She is an MPhil journalism student in the School of Communication Studies attached to AUT's Pacific Media Centre. She studied undergraduate journalism at the Durban University of Technology in South Africa in the 1990s and since then has worked as a journalist, subeditor, researcher, advocacy officer, legal advisor and publicist for organisations such as the South African Municipal Workers Union, South Durban Community Environmental Alliance and Sex Worker Education and Advocacy Taskforce,

Majavu's most recent fulltime journalist position was as the Sowetan newspaper's parliamentary correspondent in South Africa, between 2008 and 2011, where she broke many front page stories.

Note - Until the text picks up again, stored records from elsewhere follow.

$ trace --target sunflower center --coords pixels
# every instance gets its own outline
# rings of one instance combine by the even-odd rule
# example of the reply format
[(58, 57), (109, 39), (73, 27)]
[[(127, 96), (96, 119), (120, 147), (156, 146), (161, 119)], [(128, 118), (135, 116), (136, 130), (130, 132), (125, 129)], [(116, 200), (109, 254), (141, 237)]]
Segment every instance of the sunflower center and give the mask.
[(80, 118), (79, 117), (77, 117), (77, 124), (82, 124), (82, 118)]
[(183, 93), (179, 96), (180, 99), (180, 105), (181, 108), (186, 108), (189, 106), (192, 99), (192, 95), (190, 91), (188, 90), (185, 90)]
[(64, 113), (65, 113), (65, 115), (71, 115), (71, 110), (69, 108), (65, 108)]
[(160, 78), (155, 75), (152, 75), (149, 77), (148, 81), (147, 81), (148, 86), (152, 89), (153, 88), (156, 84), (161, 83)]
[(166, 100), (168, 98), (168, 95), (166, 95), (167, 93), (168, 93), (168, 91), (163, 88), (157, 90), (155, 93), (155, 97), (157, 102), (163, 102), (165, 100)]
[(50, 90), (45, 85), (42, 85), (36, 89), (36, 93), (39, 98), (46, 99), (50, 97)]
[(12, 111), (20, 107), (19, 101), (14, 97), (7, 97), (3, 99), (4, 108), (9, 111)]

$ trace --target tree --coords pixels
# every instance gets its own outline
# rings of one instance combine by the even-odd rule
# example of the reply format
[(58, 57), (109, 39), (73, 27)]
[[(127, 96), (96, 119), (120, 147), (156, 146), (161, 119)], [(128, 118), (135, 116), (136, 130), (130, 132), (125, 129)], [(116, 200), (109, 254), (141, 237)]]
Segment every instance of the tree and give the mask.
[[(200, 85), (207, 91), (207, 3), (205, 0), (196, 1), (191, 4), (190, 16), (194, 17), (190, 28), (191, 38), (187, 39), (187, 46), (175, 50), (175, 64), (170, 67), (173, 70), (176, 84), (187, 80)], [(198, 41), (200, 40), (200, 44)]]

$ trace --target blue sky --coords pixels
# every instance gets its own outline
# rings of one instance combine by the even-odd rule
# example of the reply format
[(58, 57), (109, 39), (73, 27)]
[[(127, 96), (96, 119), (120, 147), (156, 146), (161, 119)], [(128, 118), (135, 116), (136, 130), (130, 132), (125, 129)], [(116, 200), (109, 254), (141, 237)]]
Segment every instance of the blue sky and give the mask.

She also won a writing fellowship from Panos news agency in London, focusing on the struggle of oppressed South African women to own their own homes. Majavu has also been published in The Guardian and Sydsvenskan (Sweden).

During 2013, she was a regular contributor to Pacific Scoop and the South African Civil Society Information Service.

Majavu was born in Zimbabwe to Kiwi-Scottish parents and grew up in South Africa before moving to New Zealand in 2011. She currently works part-time in the Auckland office of the Media, Entertainment and Arts Alliance - the Australasian union for journalists, actors, film crew and musicians.

Majavu is new to the Pacific region, but has taken a keen interest in issues such as press freedom, anti-racism and the involvement of multinational corporations in the oppression of indigenous Pacific citizens.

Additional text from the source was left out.